Thomas Robert Malthus
Malthus’s idea was that the potential growth of population exceeds that of food production, but the actual rate of population growth is regulated by the actual rate of increase of food production.
He recommended control of population growth by postponing the marriage age. In his view, by containing population growth, the average standard of living of common people could be raised and poverty could be diminished (Essay on Population, 1798). In the second edition of the Essay on Population (1803), Malthus introduced the moral restraint as a check to the increase of population; he regarded it as the only effective way to contain population growth in the long run.He never recommended any artificial methods of birth control. In his view, the only efficient way to keep low the population increase and to improve the living conditions of labourers in the long run was the spread of moral constraint among the lower classes. Elementary education of common people, protection of private property, institution of laws which treat equally the lower classes and the higher classes, and some participation of labourers in politics were regarded necessary to spread moral constraint among the labouring classes.
In England there were the Poor Laws that had been established mainly in order to relieve the extreme poverty (indigence) in the time of Elizabeth I and were in force until 1948 when the establishment of the welfare state was proclaimed. Towards the end of the eighteenth century, Frederic Morton Eden made his inquiry into the state of the poor and the labouring classes under the Poor Laws (The State of the Poor, 1797). From the point of view of population growth, Malthus examined the effects of the Poor Laws. He argued that the Poor Laws had a tendency to increase population growth by weakening the preventive checks and that at the same time they would weaken the incentive of people to work by removing their fear of hunger.

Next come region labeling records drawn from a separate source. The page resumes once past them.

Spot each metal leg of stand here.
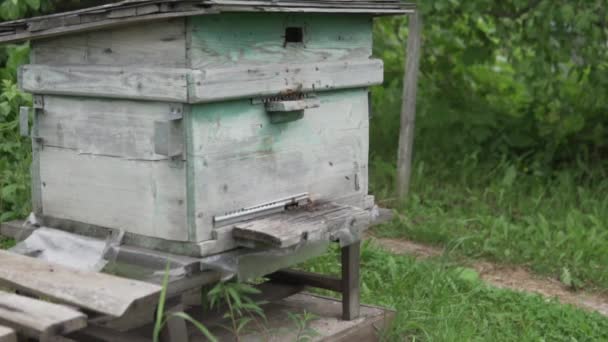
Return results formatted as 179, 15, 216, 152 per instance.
342, 242, 361, 321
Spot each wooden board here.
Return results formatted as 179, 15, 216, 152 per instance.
232, 203, 371, 248
40, 146, 188, 241
188, 13, 372, 69
0, 251, 161, 317
187, 89, 369, 241
19, 64, 188, 102
31, 18, 186, 68
0, 292, 87, 341
190, 59, 384, 103
38, 95, 183, 160
0, 325, 17, 342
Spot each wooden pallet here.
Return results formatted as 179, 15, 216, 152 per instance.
0, 206, 392, 342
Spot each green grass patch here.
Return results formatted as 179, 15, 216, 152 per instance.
0, 235, 15, 249
305, 242, 608, 341
372, 155, 608, 289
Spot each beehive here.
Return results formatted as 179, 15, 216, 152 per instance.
0, 0, 408, 256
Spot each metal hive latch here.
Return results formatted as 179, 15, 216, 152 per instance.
213, 193, 310, 227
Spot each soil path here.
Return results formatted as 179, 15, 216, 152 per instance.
370, 237, 608, 316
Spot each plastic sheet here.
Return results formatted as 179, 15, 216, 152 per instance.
10, 227, 111, 271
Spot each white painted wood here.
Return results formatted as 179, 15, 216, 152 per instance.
32, 18, 186, 68
40, 147, 188, 241
0, 0, 414, 42
266, 98, 321, 112
20, 60, 383, 103
0, 251, 161, 317
38, 95, 183, 160
20, 65, 188, 102
0, 292, 87, 341
190, 59, 384, 103
0, 325, 17, 342
188, 90, 369, 241
397, 12, 422, 198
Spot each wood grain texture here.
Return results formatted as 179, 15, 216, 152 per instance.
188, 13, 372, 68
232, 203, 371, 248
0, 292, 87, 341
0, 251, 161, 317
397, 12, 422, 198
40, 147, 188, 241
19, 64, 188, 102
38, 95, 183, 160
0, 325, 17, 342
31, 18, 186, 68
187, 90, 369, 241
190, 59, 384, 103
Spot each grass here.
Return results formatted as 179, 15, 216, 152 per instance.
0, 235, 15, 249
372, 155, 608, 290
305, 243, 608, 341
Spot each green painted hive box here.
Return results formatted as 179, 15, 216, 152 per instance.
0, 1, 409, 256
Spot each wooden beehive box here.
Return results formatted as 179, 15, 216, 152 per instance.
0, 0, 414, 256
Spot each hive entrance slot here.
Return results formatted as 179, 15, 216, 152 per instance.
285, 27, 304, 45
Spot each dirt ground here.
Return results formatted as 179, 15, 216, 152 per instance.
370, 237, 608, 316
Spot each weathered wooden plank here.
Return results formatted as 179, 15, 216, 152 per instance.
19, 64, 188, 102
0, 251, 160, 317
232, 203, 371, 248
188, 13, 372, 69
40, 147, 188, 241
397, 12, 422, 199
38, 95, 183, 160
188, 90, 369, 241
0, 292, 87, 341
32, 18, 186, 68
0, 325, 17, 342
190, 59, 384, 103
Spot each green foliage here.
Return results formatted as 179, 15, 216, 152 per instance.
372, 0, 608, 164
305, 243, 608, 341
207, 282, 266, 341
377, 154, 608, 288
285, 310, 319, 342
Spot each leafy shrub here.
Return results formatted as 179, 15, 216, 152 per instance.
0, 46, 31, 221
372, 0, 608, 170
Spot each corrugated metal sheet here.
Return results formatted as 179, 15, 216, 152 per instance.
0, 0, 415, 42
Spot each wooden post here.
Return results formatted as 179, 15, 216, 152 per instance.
397, 11, 422, 198
342, 241, 361, 321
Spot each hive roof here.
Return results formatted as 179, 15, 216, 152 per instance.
0, 0, 415, 42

He concluded that the Poor Laws had a strong tendency to increase poverty in spite of their proclaimed intention to reduce it, and he proposed to abolish the Poor Laws and the Law of Settlement.
In his view, poverty cannot be eradicated completely, because it has its fundamental cause in a law of nature (the principle of population). Therefore, even if the labouring classes acquired the moral restraint, some poverty would remain. The remaining poverty should be relieved by charity, but charity should not be something that the labourers can rely on.

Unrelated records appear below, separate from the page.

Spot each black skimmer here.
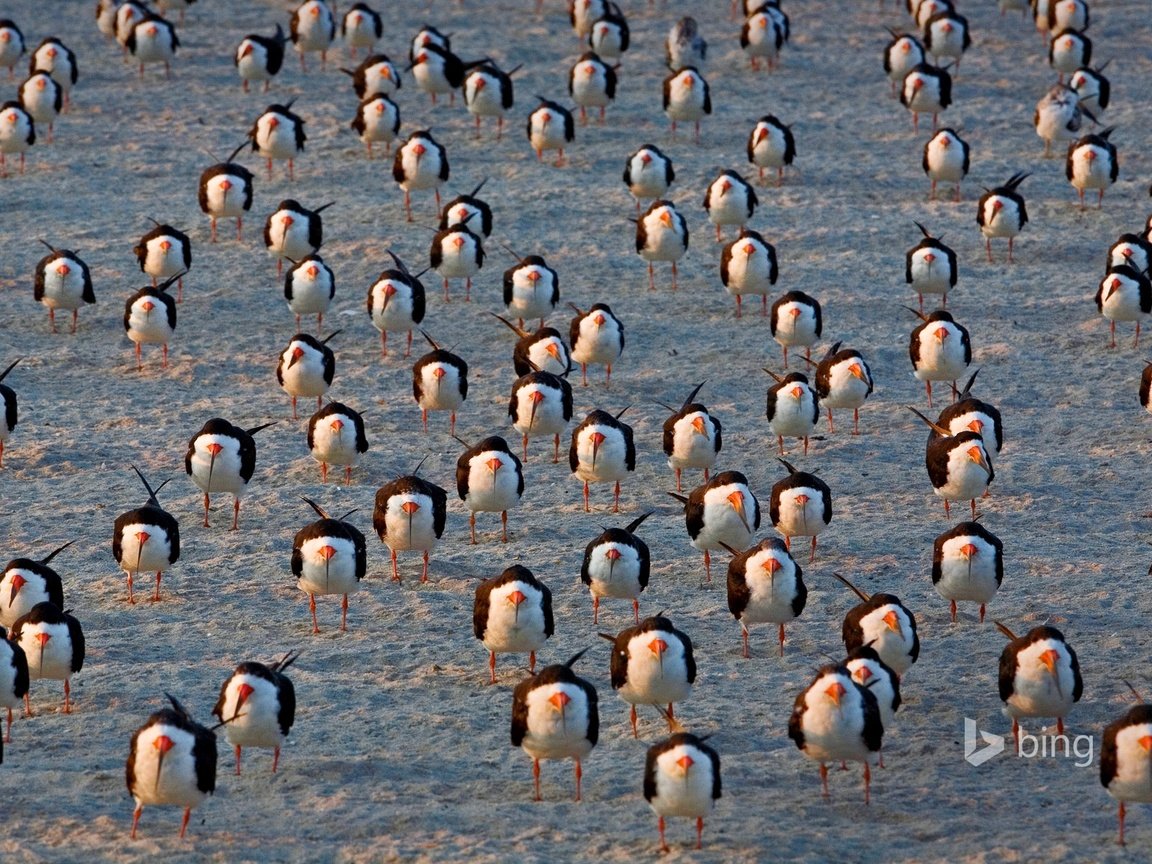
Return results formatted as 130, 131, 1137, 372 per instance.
308, 402, 367, 486
636, 198, 686, 290
905, 306, 972, 408
668, 471, 760, 582
289, 0, 336, 71
348, 93, 400, 159
0, 627, 31, 745
624, 144, 676, 212
600, 615, 696, 738
720, 228, 780, 318
511, 649, 600, 801
199, 141, 255, 243
276, 329, 342, 420
508, 369, 573, 464
728, 537, 808, 658
112, 465, 180, 602
568, 51, 616, 126
367, 250, 425, 357
212, 653, 296, 776
412, 331, 468, 435
8, 601, 84, 717
472, 564, 553, 684
748, 114, 796, 185
764, 369, 820, 456
0, 540, 75, 627
664, 66, 712, 144
291, 498, 367, 635
124, 272, 183, 371
703, 169, 759, 243
503, 255, 560, 329
134, 219, 192, 303
908, 408, 996, 520
568, 408, 636, 513
788, 665, 884, 804
996, 621, 1084, 750
932, 522, 1005, 624
184, 417, 272, 531
833, 573, 920, 676
1064, 127, 1120, 210
809, 342, 872, 435
662, 381, 723, 492
904, 222, 957, 313
920, 127, 971, 203
579, 510, 653, 624
456, 435, 524, 546
248, 102, 306, 180
264, 198, 335, 279
233, 24, 288, 93
32, 241, 96, 333
285, 255, 336, 332
568, 303, 624, 387
126, 694, 217, 840
372, 468, 448, 582
768, 458, 832, 563
644, 732, 721, 852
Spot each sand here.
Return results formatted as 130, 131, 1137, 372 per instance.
0, 0, 1152, 862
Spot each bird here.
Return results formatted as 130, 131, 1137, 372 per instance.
285, 253, 336, 331
668, 471, 760, 582
764, 369, 820, 456
833, 573, 920, 676
276, 329, 343, 420
905, 306, 972, 408
904, 222, 957, 313
579, 510, 653, 624
0, 540, 75, 627
748, 114, 796, 187
700, 169, 759, 244
199, 141, 255, 243
291, 497, 367, 635
212, 652, 297, 776
568, 303, 624, 387
568, 408, 636, 513
1064, 127, 1120, 210
32, 241, 96, 333
920, 127, 971, 203
644, 732, 721, 852
908, 408, 995, 520
809, 342, 872, 435
932, 522, 1005, 624
662, 381, 723, 492
511, 649, 600, 801
112, 465, 180, 604
472, 564, 554, 684
308, 402, 367, 486
372, 467, 448, 583
768, 291, 824, 369
367, 250, 426, 357
995, 621, 1084, 751
184, 417, 272, 531
412, 331, 468, 435
124, 694, 217, 840
600, 614, 696, 738
788, 664, 884, 804
664, 66, 712, 144
727, 537, 808, 658
248, 102, 306, 180
8, 600, 84, 717
768, 458, 832, 563
720, 228, 780, 318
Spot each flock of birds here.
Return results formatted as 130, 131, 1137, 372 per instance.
0, 0, 1152, 850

Malthus did not regard emigration as a good solution to excessive population and poverty. If population increases after emigrants leave the country, the excess of population will soon emerge again. For Malthus, population control by postponing the marriage age was essential in order to reduce poverty among the lower classes.
His abolitionist arguments of the Poor Laws had a big impact on the controversies around the Poor Laws in nineteenth-century England. His view of the Poor Laws, in fact, gave an important influence on the Poor Law reform in 1834, by which outdoor relief was, in principle, abolished. In 1909 the Royal Commission on the Poor Laws
and Relief of Distress (1905-09), after investigations into poverty among labourers, published two reports: the majority report and the minority report. The majority report proposed to improve the existing system of Poor Laws, while the minority report edited by Beatrice Webb argued in favour of abolition of the Poor Laws for their failure of relieving poverty.